Wols - Portrait de Nina Engel (1932)
Le vide-grenier du dimanche. Un beau portrait, et une aquarelle et encre de Chine : deux oeuvres de l'artiste allemand multi-facettes Wols, pseudonyme d'Alfred Otto Wolfgang Schulze (1913-1951). 
Exilé à Paris dans les années 1930 pour fuir le nazisme, il y rencontre Fernand Léger, Calder, Giacometti, et la nébuleuse surréaliste. Il commence par pratiquer la photographie, où son goût pour le détail, le fragment et les jeux de texture lui donne déjà une voix singulière. Interné dans plusieurs camps durant la guerre, il survit dans des conditions précaires et se tourne alors vers la peinture et l’aquarelle.

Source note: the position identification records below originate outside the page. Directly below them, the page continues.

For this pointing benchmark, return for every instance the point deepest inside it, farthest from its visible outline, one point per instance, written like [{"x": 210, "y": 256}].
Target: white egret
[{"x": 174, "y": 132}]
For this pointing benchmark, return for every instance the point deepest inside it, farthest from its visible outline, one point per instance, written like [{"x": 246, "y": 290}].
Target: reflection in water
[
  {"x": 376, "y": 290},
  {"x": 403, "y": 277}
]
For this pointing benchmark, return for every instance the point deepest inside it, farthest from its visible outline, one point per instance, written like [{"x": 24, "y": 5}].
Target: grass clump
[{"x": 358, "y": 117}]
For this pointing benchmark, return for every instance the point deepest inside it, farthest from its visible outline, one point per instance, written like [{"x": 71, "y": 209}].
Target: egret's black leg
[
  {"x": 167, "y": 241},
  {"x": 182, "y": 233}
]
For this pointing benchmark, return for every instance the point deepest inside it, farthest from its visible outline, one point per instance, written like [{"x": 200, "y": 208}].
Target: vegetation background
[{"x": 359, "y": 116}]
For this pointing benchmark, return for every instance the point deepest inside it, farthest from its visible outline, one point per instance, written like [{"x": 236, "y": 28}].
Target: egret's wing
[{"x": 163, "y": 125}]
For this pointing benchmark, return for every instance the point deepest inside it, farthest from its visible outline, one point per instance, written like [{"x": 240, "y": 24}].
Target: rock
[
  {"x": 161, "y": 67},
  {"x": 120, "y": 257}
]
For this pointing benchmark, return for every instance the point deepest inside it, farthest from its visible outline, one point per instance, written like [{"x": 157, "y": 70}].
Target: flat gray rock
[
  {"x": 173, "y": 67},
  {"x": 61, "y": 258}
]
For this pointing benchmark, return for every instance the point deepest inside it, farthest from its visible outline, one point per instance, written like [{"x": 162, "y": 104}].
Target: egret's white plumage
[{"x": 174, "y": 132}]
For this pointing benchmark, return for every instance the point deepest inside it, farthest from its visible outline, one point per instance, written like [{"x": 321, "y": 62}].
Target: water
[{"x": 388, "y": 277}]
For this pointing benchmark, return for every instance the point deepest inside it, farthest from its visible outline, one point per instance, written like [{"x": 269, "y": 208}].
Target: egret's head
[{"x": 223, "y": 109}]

Wols - L'inaccessible rocher (1940)

Son œuvre picturale, faite de signes nerveux, de matières organiques et d’écritures indéchiffrables, l’impose après 1945 comme l’une des figures fondatrices de l’art informel.
Jean-Paul Sartre voit en lui l’exemple d’une peinture de l’immédiateté, sans projet ni transcendance, juste une pure émanation de l’instant. Brève mais décisive, l’œuvre de Wols oscille entre chaos et poésie, désespoir existentiel et liberté de geste, et influencera durablement l’abstraction européenne d’après-guerre. "L'image, disait-il, peut avoir une relation avec la nature comme une fugue de Bach avec le Christ. Alors ce n'est pas une imitation, mais une création analogue."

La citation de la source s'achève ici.